When patients were subdivided into tertiles according to their myocardial damage severity index, summed ST segment elevation at baseline emerged as the most powerful predictor of final infarct size. After reperfusion therapy, residual ST segment deviation in the single lead with maximum ST segment deviation was found to predict infarct size at least as well as summed ST segment deviation. This finding is in agreement with a recently published study in which residual ST segment elevation in the lead with maximum ST segment deviation after reperfusion therapy emerged as the best predictor of 180 day cardiac mortality.14 It provides the clinician with a simple tool that is readily and universally accessible to estimate the final result of reperfusion therapy.
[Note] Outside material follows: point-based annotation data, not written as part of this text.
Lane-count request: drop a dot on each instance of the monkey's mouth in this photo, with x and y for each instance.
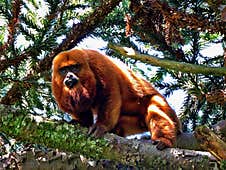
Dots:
(71, 80)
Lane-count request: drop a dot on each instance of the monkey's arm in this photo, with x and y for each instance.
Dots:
(108, 113)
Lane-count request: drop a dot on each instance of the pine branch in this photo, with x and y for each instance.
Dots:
(72, 138)
(79, 31)
(169, 64)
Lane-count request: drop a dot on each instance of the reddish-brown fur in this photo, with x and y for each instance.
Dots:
(123, 102)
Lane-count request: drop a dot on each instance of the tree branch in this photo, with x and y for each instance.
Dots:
(72, 138)
(79, 31)
(168, 64)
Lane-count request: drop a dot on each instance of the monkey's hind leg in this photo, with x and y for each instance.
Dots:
(161, 121)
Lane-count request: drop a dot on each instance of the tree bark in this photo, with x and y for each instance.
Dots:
(73, 138)
(168, 64)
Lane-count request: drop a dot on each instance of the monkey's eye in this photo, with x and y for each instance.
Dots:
(75, 68)
(63, 71)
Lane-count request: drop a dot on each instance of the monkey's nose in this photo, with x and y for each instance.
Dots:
(71, 80)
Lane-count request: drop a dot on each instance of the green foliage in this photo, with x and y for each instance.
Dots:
(51, 134)
(31, 31)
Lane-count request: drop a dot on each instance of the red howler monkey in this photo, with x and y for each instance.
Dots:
(86, 83)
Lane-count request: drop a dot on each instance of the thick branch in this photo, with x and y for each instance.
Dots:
(79, 31)
(71, 138)
(168, 64)
(211, 142)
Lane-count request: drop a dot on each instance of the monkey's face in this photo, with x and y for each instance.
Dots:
(73, 82)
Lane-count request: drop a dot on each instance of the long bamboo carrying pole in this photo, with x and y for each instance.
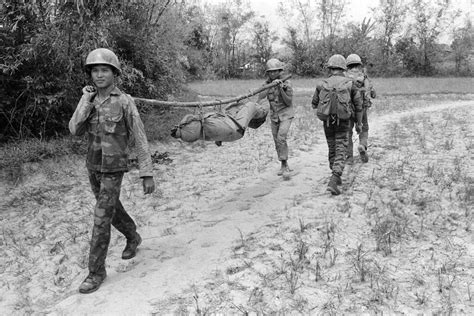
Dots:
(211, 103)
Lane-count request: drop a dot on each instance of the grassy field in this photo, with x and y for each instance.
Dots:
(384, 86)
(399, 240)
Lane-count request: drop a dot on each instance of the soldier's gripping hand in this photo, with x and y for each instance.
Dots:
(89, 92)
(277, 81)
(148, 185)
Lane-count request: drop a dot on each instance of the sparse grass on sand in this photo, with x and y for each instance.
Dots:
(398, 240)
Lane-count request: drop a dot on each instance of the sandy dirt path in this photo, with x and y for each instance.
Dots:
(174, 256)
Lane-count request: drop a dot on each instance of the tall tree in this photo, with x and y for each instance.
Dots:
(262, 42)
(230, 18)
(429, 20)
(462, 45)
(390, 15)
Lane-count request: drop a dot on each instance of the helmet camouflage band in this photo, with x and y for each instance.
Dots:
(274, 64)
(353, 59)
(337, 61)
(102, 56)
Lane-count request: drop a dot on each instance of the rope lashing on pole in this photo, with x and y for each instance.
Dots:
(211, 103)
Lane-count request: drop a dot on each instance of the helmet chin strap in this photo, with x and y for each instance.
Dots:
(105, 92)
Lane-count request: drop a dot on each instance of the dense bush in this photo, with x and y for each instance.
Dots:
(44, 47)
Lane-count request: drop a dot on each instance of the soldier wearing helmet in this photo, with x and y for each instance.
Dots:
(335, 99)
(110, 119)
(282, 111)
(356, 72)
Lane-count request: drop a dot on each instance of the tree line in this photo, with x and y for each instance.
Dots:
(163, 43)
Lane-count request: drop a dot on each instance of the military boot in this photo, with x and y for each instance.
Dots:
(284, 167)
(363, 153)
(332, 185)
(92, 282)
(131, 248)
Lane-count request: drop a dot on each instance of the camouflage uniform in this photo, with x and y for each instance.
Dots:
(110, 126)
(281, 115)
(364, 85)
(336, 131)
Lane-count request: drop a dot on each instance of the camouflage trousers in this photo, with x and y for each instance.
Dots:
(363, 136)
(337, 138)
(280, 131)
(108, 211)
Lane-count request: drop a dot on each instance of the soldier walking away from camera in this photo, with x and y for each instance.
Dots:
(356, 72)
(335, 99)
(282, 111)
(111, 119)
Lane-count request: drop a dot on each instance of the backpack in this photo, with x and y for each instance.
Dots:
(335, 99)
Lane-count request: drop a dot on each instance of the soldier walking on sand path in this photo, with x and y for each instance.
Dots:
(335, 100)
(110, 119)
(282, 111)
(356, 72)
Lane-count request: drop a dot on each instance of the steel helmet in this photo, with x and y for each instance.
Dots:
(337, 61)
(274, 64)
(102, 56)
(353, 59)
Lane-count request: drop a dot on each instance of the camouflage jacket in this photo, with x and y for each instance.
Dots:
(364, 85)
(111, 126)
(356, 98)
(281, 106)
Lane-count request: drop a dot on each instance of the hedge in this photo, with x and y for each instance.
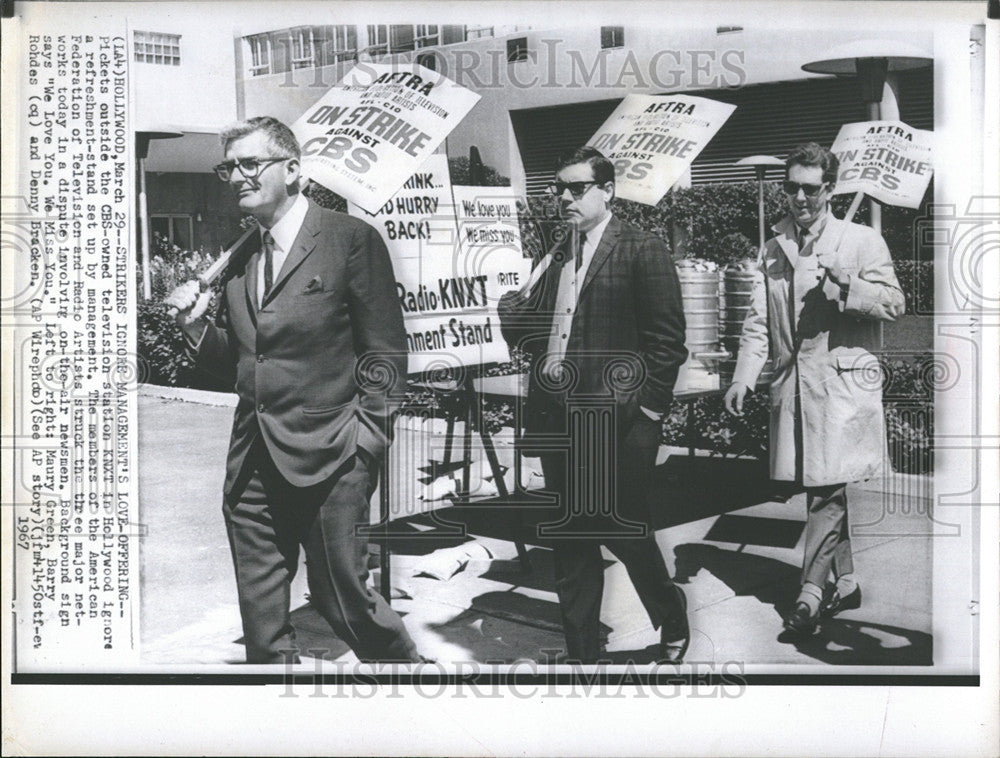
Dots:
(719, 222)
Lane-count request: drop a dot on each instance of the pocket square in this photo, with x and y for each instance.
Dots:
(315, 285)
The major limitation of our study was the absence of PET examinations preceding reperfusion therapy. However, in view of the well known time dependency of the benefit of coronary reperfusion therapy, postponing this treatment by performing PET scintigraphy was deemed unethical. Likewise, no 13NH3 PET re-studies after 4–6 weeks were done, which could have improved the diagnostic value for viability.
The size of the index infarct was not homogeneous in the study population. This may have reduced the possibility of finding a correlation between resolution of ST segment deviation and infarct size. Furthermore, it should be acknowledged that reperfusion is a dynamic phenomenon, and a single ECG recording may have missed possible ischaemic events in the hours following reperfusion.
Methods of ECG analysis differ in their ability to predict the absence of myocardial tissue reflow. Final infarct size as assessed by PET is significantly, but only moderately, correlated with the ST segment deviation score obtained before and after reperfusion therapy, but not with relative ST segment deviation resolution.
Residual ST segment deviation in the single lead with maximum ST segment deviation after reperfusion therapy seems to be equally as good as summed ST segment deviation as a predictor of the extent and severity of myocardial damage.